Monday, November 9, 2009

Elmira, Civil War Death Camp

Late in the Civil War, prisoner-of-war camp populations had burgeoned to overcrowding on both sides of the Mason-Dixon Line. Rather than engage in prisoner exchange, US Secretary of War Edwin Stanton approved a new camp for construction. Elmira, New York was chosen as the site both for its rail connections and abundance of food and lumber. Some argue that its loyal republican constituency made it a prime location to conduct a retaliation for Andersonville.

Barracks No. 3 of the US military training rendezvous already located in Elmira was cleared and reinforced in the summer of 1864. Thirty acres along the Chemung River were enclosed with eight-foot stockade, several forty-foot-long wooden barracks were added, plus a mess hall and bakery. By July, the camp opened its double doors on Water Street near Hoffman and Foster Streets to accommodate 5,000 captured Confederates, most of whom were Point Lookout transfers.

Within mere weeks, the camp swelled to nearly 10,000 men. The overcrowding was dealt with by adding another couple of barracks, and a tent village along the eastern end of camp near the river. Food supplies were cut, the most blatantly deliberate act being perfectly good beef being deemed ‘inferior’, and then sold at a profit to Elmira citizens, rather than nourishing the enemy. Rations consisted of watery broth with a bean or two, and a crust of bread, twice a day for each prisoner.

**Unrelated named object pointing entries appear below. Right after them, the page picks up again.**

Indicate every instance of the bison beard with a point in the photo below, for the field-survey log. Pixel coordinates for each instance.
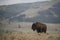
(39, 27)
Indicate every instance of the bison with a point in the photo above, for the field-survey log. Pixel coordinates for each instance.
(39, 27)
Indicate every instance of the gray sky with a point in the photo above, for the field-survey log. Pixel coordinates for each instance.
(7, 2)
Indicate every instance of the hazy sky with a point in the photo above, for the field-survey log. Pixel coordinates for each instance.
(5, 2)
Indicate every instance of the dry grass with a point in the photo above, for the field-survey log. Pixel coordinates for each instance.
(28, 36)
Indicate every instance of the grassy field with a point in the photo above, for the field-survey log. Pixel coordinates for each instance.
(13, 32)
(28, 36)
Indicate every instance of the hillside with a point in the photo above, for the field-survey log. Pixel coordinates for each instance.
(30, 12)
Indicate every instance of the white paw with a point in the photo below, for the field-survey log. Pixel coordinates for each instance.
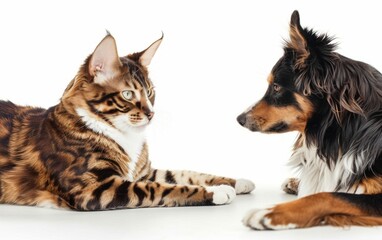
(290, 186)
(244, 186)
(257, 219)
(223, 194)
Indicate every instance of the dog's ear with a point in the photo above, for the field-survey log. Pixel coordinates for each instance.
(298, 41)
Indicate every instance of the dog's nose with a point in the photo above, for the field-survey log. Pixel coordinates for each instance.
(242, 118)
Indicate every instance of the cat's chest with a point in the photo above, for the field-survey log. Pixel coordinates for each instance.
(131, 140)
(132, 144)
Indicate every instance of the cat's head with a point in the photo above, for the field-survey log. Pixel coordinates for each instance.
(112, 91)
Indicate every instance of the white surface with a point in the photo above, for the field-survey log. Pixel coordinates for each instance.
(211, 66)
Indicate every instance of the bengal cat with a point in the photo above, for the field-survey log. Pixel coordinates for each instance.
(89, 151)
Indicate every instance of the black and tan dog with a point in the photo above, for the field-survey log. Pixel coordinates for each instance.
(335, 103)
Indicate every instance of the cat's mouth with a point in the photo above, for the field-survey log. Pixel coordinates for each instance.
(139, 121)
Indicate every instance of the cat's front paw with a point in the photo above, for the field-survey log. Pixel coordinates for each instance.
(244, 186)
(222, 194)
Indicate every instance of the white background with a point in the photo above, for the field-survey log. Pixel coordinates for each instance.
(212, 64)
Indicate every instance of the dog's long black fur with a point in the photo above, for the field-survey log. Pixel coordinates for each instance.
(336, 105)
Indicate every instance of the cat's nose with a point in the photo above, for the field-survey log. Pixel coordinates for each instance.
(149, 115)
(242, 118)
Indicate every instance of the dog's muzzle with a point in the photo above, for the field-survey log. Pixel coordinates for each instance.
(242, 119)
(246, 121)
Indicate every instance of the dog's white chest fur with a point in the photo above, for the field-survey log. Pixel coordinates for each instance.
(315, 174)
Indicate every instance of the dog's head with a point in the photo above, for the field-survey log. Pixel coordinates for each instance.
(297, 84)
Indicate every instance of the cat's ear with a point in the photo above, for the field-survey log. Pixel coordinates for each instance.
(148, 54)
(104, 62)
(297, 40)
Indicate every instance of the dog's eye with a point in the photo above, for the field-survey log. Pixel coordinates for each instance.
(276, 87)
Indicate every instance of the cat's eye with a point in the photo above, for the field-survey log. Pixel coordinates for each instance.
(150, 91)
(127, 95)
(276, 87)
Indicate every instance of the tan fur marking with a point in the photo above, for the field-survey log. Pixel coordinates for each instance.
(270, 78)
(371, 185)
(266, 115)
(316, 208)
(298, 43)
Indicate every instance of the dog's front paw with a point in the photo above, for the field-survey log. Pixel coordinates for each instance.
(265, 219)
(244, 186)
(222, 194)
(290, 185)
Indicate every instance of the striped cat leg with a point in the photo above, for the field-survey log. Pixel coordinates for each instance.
(116, 193)
(241, 186)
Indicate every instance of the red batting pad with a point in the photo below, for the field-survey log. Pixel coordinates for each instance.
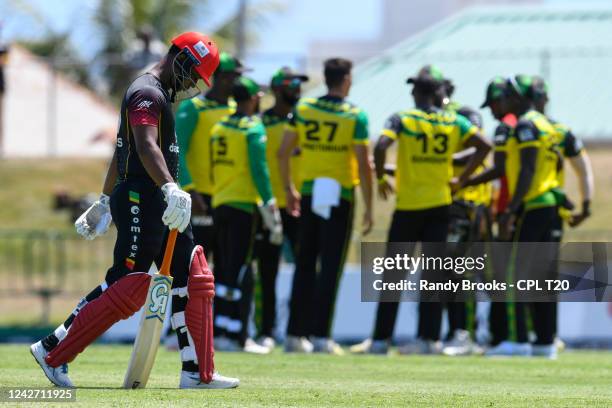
(121, 300)
(198, 313)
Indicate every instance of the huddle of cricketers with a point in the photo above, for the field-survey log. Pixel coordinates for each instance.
(239, 184)
(289, 175)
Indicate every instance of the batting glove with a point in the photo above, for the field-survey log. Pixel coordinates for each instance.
(272, 221)
(178, 212)
(96, 220)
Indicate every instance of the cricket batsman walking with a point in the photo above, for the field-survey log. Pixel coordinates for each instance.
(141, 195)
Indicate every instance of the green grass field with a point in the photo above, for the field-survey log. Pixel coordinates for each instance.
(577, 379)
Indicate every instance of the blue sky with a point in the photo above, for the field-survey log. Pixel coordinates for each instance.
(284, 37)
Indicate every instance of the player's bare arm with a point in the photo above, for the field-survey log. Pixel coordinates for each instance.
(284, 155)
(496, 171)
(582, 167)
(483, 147)
(365, 178)
(150, 154)
(380, 156)
(525, 177)
(96, 220)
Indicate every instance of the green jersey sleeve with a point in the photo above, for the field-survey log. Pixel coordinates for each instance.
(361, 129)
(466, 128)
(186, 122)
(256, 139)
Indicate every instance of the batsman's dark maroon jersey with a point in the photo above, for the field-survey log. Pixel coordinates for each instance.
(145, 103)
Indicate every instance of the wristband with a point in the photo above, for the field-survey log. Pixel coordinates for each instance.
(586, 207)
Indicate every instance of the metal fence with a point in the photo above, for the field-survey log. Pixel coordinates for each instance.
(49, 264)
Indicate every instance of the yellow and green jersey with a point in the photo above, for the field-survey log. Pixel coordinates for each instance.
(568, 145)
(194, 120)
(275, 129)
(238, 162)
(427, 141)
(534, 130)
(328, 128)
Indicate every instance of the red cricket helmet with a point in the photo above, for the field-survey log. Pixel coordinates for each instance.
(202, 50)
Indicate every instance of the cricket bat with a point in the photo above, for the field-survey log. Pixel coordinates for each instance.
(153, 315)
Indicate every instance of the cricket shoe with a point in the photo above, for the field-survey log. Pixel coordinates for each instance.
(369, 346)
(509, 349)
(294, 344)
(549, 351)
(57, 375)
(420, 346)
(326, 345)
(460, 344)
(192, 380)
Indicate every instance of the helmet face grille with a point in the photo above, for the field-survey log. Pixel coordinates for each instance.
(190, 56)
(184, 85)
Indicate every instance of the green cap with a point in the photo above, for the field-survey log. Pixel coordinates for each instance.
(244, 88)
(229, 63)
(497, 89)
(286, 76)
(429, 74)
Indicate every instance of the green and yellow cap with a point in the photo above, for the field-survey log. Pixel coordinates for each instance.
(429, 74)
(245, 88)
(230, 64)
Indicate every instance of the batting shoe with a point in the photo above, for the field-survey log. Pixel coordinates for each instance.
(509, 349)
(57, 375)
(420, 346)
(326, 345)
(369, 346)
(192, 380)
(294, 344)
(549, 351)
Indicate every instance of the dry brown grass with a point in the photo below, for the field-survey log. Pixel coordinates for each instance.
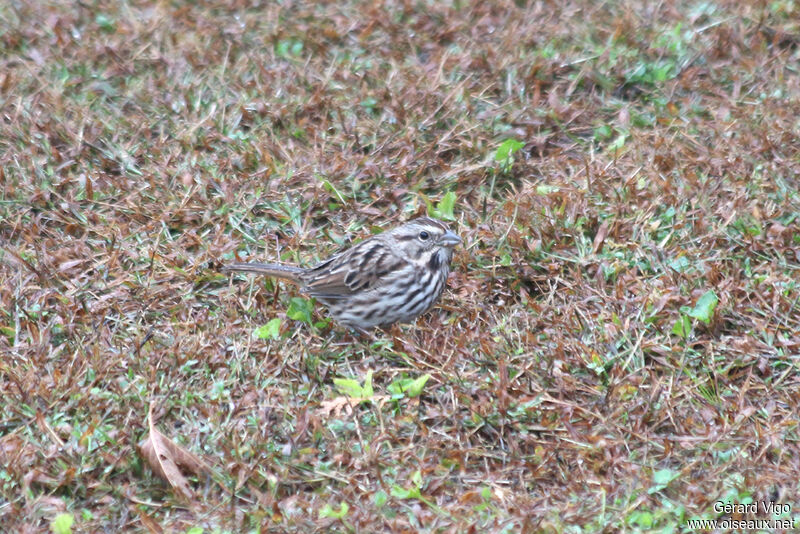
(143, 144)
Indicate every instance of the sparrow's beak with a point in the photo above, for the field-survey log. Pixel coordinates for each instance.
(449, 239)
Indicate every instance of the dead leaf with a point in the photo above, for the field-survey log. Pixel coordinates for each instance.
(166, 457)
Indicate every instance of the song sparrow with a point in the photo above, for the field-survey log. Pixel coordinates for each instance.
(392, 277)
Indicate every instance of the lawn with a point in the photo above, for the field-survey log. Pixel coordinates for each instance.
(618, 348)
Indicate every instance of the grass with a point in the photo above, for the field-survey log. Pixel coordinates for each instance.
(618, 349)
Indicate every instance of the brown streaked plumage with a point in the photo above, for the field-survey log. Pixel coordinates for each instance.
(392, 277)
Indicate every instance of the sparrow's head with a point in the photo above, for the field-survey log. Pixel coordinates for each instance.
(425, 241)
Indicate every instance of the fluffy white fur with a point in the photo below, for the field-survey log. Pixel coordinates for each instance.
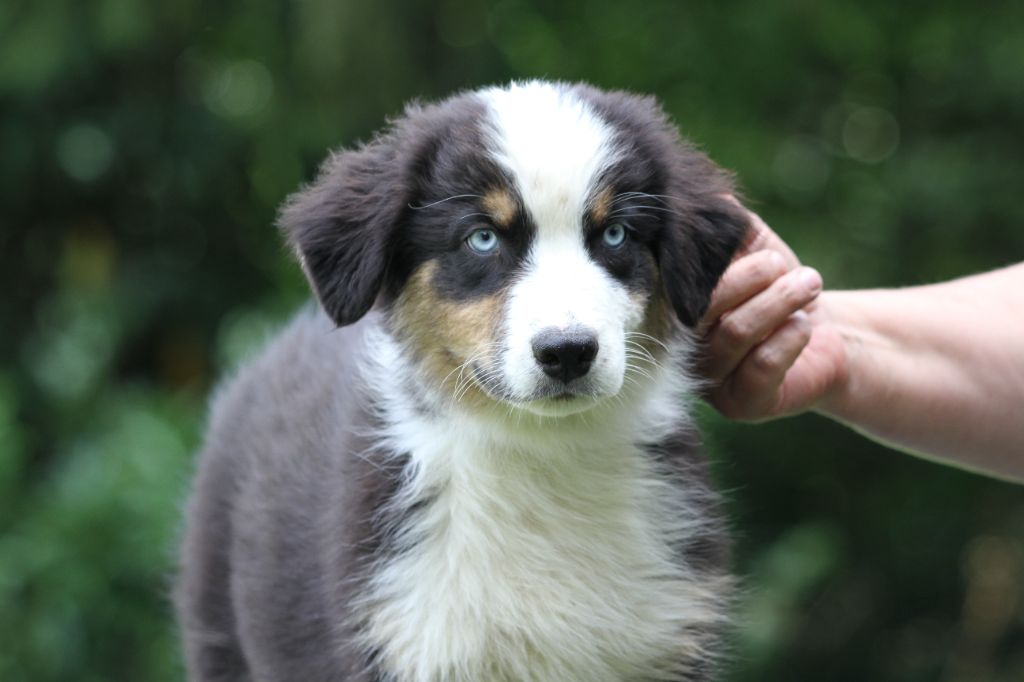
(555, 148)
(541, 554)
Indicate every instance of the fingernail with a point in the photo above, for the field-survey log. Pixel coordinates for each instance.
(810, 279)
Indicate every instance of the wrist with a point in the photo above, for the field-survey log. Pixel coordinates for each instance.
(841, 314)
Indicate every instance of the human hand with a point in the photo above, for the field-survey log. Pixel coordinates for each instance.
(771, 348)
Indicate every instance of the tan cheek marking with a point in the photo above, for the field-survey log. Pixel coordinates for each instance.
(444, 334)
(501, 206)
(601, 206)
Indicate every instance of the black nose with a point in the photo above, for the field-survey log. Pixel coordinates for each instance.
(564, 355)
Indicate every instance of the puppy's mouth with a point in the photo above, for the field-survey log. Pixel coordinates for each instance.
(554, 398)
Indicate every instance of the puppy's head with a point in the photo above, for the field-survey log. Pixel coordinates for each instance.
(529, 245)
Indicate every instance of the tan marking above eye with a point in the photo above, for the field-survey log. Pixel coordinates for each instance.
(600, 206)
(501, 206)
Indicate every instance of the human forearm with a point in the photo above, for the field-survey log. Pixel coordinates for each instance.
(938, 371)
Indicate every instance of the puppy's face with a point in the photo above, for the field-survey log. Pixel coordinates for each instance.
(530, 244)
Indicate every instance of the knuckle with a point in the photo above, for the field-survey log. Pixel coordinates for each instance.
(735, 330)
(764, 360)
(764, 266)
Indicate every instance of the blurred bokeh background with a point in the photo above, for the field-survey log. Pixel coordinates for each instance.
(143, 150)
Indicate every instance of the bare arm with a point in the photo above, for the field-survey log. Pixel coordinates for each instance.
(937, 371)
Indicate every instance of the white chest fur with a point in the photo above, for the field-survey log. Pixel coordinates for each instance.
(541, 558)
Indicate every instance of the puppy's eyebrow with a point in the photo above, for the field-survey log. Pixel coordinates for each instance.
(600, 206)
(502, 207)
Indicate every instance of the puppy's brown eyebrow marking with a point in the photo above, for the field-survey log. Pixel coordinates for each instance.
(600, 206)
(501, 206)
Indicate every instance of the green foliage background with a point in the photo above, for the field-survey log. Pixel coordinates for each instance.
(144, 147)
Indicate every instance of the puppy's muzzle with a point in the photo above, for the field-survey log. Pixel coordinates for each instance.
(565, 354)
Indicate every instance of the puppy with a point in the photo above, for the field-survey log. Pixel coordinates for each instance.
(487, 473)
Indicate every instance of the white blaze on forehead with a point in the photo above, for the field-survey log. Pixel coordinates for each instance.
(553, 145)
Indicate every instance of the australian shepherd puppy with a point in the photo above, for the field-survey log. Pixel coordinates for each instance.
(474, 462)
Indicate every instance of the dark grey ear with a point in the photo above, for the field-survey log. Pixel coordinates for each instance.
(697, 249)
(342, 224)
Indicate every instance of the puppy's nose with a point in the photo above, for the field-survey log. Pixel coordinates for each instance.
(564, 354)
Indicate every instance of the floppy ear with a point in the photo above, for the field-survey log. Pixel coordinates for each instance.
(341, 225)
(708, 231)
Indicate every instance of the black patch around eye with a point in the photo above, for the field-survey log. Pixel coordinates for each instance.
(632, 262)
(451, 207)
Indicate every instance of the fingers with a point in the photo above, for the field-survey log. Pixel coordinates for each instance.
(744, 278)
(747, 326)
(754, 390)
(761, 238)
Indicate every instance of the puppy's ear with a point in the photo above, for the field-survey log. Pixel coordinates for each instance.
(340, 226)
(709, 229)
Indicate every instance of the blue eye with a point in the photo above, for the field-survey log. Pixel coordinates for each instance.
(482, 241)
(613, 236)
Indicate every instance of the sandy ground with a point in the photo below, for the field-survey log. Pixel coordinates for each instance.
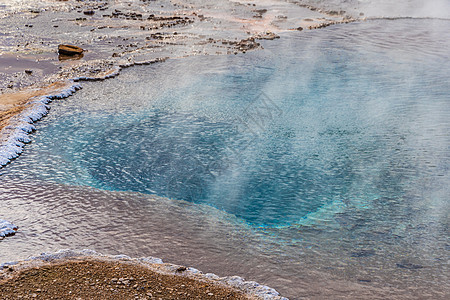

As the poor sanitation caught up to the sheer numbers, the drinking water became polluted. Water wells were ridiculously close to the latrines, and the engineers’ shoddy efforts to fix the situation came months after outbreaks of cholera, dysentery, pneumonia, small pox and typhoid launched the death rates to 24%, the highest of any camp in the Civil War.

The men relegated in tents were exposed to one of the harshest winters in decades. With meager supplies such as a lack of blankets and new clothes, no new undergarments, and thin canvas walls to house four to six soldiers, it seems miraculous that more didn’t freeze to the ground. Even those in the barracks had little reprieve. Limited coal and wood for the stoves meant frigid air temperatures even under a roof. Green wood used in the construction of the barracks led to gaps and warps where the drafts would blow in unabated.

For these miseries and many untold, the prisoners took to calling the camp Hellmira. Over three thousand soldiers succumbed to the deplorable conditions, most buried at Woodlawn National Cemetery by a former slave named John W. Jones.

For further reading, see:
http://www.cityofelmira.net/history/prison_camp.html
http://www.joycetice.com/military/prison.htm
http://www.amazon.com/Elmira-Death-North-Michael-Horigan/dp/0811732762

2 comments:

  1. Wow Kathy,

    What a wonderful history lesson. And in a plug for one of your WIP's you did a great job in "Closer than a Brother" describing these conditions. As I was reading this blog I could see Devon fighting for his life in it. Keep up the great work. I love reading your blog!